Are you just hoping to serve adds every time a casual user wants to watch a
video because their simple download tools dont' work?

------
JoachimSchipper
Two thoughts:

\- pirates will circumvent it; it sounds like the player is not-especially-
well-obfuscated software running on standard PCs.

\- people will probably still pay extra for it; it sounds good, and it does
deter piracy at least a little.

That said, watermarking and banning anyone whose videos are found on TPB
probably works better.

------
saurabh
I guess so. I loved blip.tv because they allowed me to download the videos to
watch them offline and that too in multiple formats.

Sadly, they have discontinued this feature. But yeah, I think this was one of
the features that _I think_ made them popular.

------
akavi
Forgive my ignorance, but how is it possible to encrypt the video on the fly?

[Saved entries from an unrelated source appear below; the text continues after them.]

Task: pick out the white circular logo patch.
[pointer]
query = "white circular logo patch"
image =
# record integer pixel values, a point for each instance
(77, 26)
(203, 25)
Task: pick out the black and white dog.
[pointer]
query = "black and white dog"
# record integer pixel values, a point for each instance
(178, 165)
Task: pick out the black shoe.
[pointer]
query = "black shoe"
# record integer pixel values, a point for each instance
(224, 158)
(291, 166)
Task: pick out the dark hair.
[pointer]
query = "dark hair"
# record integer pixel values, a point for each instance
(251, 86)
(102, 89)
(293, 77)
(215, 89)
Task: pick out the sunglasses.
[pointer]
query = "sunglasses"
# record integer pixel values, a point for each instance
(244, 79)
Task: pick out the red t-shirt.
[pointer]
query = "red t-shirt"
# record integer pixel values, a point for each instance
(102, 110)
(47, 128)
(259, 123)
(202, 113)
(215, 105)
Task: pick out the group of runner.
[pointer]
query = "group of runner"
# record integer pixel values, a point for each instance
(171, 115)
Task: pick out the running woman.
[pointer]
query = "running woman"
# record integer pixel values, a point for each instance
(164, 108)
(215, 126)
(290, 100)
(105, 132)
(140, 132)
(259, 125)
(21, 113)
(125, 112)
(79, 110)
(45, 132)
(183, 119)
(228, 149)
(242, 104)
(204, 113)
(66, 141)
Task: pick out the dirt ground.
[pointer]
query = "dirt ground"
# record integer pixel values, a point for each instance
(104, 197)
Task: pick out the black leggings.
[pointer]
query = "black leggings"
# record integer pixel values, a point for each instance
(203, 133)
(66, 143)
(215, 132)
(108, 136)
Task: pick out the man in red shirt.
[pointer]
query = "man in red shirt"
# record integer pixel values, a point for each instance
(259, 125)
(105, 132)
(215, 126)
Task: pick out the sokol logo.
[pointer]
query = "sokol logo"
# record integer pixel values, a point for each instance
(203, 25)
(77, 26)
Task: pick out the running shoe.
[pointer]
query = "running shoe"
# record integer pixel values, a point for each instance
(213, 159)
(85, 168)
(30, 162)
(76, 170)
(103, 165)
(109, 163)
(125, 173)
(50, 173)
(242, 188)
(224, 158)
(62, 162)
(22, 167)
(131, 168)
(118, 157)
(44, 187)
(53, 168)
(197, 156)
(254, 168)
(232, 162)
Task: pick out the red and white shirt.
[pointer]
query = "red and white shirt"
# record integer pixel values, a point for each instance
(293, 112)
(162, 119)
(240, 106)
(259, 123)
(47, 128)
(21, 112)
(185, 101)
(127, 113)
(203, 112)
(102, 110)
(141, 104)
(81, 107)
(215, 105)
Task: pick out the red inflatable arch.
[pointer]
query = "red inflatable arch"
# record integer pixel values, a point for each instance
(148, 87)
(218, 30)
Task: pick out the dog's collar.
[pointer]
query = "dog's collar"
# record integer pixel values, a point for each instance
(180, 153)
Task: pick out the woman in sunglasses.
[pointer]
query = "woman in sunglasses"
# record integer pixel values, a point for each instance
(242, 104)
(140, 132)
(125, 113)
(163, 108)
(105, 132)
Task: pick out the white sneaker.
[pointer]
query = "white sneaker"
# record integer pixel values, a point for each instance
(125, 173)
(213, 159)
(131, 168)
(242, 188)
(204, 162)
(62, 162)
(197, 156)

Doesn't the client software have to know how to decrypt it in order to view
it? And once that's available, what's to prevent someone from grabbing that
decrypted stream?

------
mooism2
It depends really. If someone downloaded your videos and uploaded them to
YouTube, would you demand YouTube take them down? If not then you should
certainly not hinder people from downloading them.

------
anujkk
How about making it optional?

1\. No downloads, watch online.

2\. Downloads allowed, no charges.

3\. Download allowed, after payment.